From Chalut and Arnoux

AL:5 American Philosophical Society

paris mardi 17 Xbre 1782

Nous assurons notre respectable ami de notre estime et de notre amitié et nous lui envoyons un exemplaire de l’ouvrage que M. l’abbé de Mably6 vient de donner au public. L’auteur en fait hommage au patriarche de la raison et de la liberté.7

Il nous tarde d’aller Celebrer le retour de la paix et l’independence de l’amerique avec notre ami. Nous faisons des voeux pour cet heureux moment.

Les amitiés des abbés de chalut et arnoux au cher petit fils.

[Note numbering follows the Franklin Papers source.]

5In the hand of Arnoux.

6BF had met Mably years earlier, through the abbé Chalut, and owned many of his works: XXVI, 504; XXVII, 388.

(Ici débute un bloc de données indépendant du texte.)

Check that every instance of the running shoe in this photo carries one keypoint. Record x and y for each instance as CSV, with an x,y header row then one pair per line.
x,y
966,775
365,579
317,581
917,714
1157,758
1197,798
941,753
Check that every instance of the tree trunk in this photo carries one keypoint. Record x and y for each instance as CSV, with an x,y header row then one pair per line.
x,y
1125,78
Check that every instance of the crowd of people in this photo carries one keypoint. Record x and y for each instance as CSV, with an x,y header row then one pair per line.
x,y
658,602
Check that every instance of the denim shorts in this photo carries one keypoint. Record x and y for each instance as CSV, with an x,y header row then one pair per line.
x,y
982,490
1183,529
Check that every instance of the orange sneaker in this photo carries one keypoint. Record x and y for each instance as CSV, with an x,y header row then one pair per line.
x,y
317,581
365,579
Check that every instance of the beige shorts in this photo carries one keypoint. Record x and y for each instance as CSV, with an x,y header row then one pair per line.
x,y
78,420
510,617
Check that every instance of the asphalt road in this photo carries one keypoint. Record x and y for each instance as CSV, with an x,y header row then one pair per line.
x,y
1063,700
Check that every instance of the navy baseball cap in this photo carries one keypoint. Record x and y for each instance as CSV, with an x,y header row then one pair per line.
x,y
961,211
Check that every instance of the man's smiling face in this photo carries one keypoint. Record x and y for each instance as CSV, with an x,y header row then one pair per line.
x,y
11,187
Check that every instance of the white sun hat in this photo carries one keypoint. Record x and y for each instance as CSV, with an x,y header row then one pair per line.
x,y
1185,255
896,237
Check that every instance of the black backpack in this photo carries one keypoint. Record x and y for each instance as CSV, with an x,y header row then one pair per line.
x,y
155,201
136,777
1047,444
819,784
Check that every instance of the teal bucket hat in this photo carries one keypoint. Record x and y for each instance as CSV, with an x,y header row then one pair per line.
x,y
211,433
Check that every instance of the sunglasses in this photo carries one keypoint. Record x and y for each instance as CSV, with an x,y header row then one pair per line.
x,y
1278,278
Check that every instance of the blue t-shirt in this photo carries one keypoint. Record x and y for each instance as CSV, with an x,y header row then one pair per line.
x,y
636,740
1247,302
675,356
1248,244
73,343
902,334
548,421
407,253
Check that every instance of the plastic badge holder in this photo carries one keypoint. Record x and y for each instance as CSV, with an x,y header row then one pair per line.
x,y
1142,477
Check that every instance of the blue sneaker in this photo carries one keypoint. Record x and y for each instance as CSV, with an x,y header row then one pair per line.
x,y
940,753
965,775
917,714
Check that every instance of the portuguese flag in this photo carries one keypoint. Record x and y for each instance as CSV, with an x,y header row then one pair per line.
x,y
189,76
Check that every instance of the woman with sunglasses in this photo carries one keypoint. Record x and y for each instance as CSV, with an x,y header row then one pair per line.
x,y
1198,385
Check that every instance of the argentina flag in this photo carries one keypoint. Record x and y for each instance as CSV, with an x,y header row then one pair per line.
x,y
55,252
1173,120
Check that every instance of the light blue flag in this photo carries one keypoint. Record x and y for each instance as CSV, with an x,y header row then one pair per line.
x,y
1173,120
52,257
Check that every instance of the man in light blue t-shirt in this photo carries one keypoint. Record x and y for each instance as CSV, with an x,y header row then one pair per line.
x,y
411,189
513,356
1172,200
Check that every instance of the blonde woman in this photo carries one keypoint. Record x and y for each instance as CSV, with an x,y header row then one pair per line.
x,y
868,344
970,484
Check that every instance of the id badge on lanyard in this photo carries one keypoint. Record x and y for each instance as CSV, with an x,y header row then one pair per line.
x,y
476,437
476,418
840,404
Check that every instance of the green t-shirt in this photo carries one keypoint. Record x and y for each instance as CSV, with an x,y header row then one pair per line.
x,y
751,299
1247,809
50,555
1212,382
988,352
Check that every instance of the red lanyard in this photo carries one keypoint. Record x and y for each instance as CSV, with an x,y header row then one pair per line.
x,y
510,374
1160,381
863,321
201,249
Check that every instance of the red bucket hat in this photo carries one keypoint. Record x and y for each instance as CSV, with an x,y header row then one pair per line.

7Mably was offering to BF his De la manière d’écrire l’histoire (Paris, 1783), which was approved for release (receiving its privilège du roi) on Dec. 7, 1782. A highly opinionated and controversial book, it covered all aspects of writing history, from the requisite scholarly preparation to points of style that would keep a work from being flat and lifeless. For Mably the primary purpose of history was to inspire a love of virtue. In his view the works of most Enlightenment historians lacked the clear sense of moral purpose he found in those of the ancient Greek and Roman historians. Some contemporary reviews of De la manière ridiculed Mably’s summary judgment of Voltaire that for all his erudition “[il] ne voyait pas au bout de son nez” (De la manière, p. 40): Tourneux, Correspondance littéraire, XIII, 225–9 (December, 1782); Jour. de Paris, Feb. 17, 1783.

On Dec. 19, and again on Jan. 5, JA dined with Mably in the company of Chalut and others. Mably discussed with JA his plan to write on the American constitutions; this led to an exchange of letters and the publication of Mably’s Observations sur le gouvernement et les loix des Etats-Unis d’Amérique (Paris, 1784): Charles Francis Adams, ed., The Works of John Adams … (10 vols., Boston, 1850–6), V, 491–2; Butterfield, John Adams Diary, III, 97, 101–2.